Gun-related deaths were measured per 100,000 people for both homicides and suicides based on data from the Centers for Disease Control and Prevention, controlling for other factors thought to be associated with gun deaths including age, sex, race and ethnicity, poverty, unemployment, college education, population density, other violence-related deaths, and firearm ownership.

In addition to the general relationship between gun safety laws and firearm deaths, the paper also suggests that increasing the number of gun safety laws increases the reductions in firearm related deaths. So the benefits just get bigger with more laws.

The authors also identify background checks as the most important type of law. And while gun rights groups have already come out in force to criticize the study's methods and lack of cause and effect conclusions, he adds that "the authors are very careful in specifying their models and have done as rigorous a paper as possible with existing data."

(Eric W. Fleegler, MD, MPH; Lois K. Lee, MD, MPH; Michael C. Monuteaux, ScD; David Hemenway, PhD; Rebekah Mannix, MD, MPH. "Firearm Legislation and Firearm-Related Fatalities in the United States." JAMA Internal Medicine; 173(9). 2013.)

Please read the JAMA full article by clicking here: http://archinte.jamanetwork.com/article.aspx?articleid=1661390.

Making a Sea Change

A sea change is defined as "a profound or notable transformation." Americans have made sea changes about drunken driving, cigarette smoking, and many other obvious threats to health and safety. They have realized that these things threaten our society and kill innocent citizens. They have responded by declaring the need for reform.

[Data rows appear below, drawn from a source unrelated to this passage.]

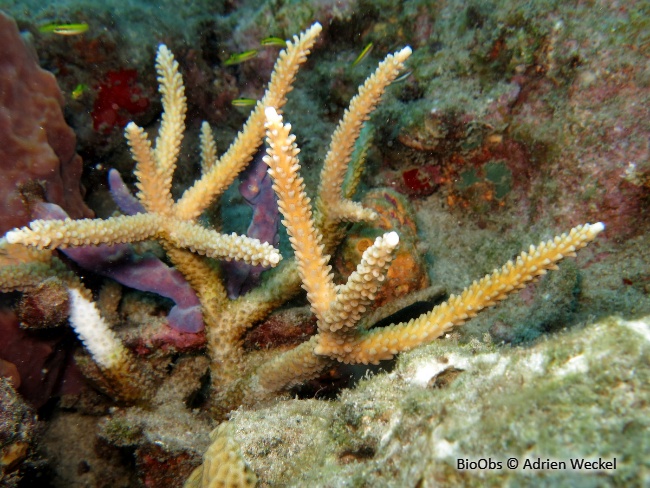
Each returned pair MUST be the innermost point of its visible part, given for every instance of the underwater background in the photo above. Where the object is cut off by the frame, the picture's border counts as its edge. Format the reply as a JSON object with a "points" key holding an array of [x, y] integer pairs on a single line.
{"points": [[511, 123]]}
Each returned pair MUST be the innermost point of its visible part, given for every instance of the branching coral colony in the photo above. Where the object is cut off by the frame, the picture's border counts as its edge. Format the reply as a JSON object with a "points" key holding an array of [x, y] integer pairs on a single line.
{"points": [[314, 233]]}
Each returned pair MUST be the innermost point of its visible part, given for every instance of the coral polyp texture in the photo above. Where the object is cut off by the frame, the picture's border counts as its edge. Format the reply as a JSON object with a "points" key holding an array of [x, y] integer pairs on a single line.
{"points": [[238, 378]]}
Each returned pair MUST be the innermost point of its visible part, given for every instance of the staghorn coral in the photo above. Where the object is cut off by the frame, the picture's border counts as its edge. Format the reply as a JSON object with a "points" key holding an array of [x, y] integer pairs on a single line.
{"points": [[313, 234]]}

I believe the proliferation of guns requires an immediate sea change. We can no longer accept mass murders by guns as things that are just "bound to happen." It is imperative that the gun lobby and the gun control advocates and, yes, the NRA, work together with the aid of recent research to compromise and pass new legislation that will evoke a new, much-needed change that transforms our American culture from a group of people that sees gun violence as routine to a united force that is willing to overhaul gun legislation.

By one count, our current President has issued statements following at least 15 mass killings. It is time... no, it is past time to stop being at odds concerning guns in America. The problem of gun violence exists, and we -- conservatives and liberals, Republicans and Democrats -- must now face it with new resolve and exert a better means of control.

I agree with President Obama as he spoke to the nation after the Oregon massacre. He said, “So tonight, as those of us who are lucky enough to hug our kids a little closer are thinking about the families who aren’t so fortunate, I’d ask the American people to think about how they can get our government to change these laws, and to save these lives and let these people grow up.”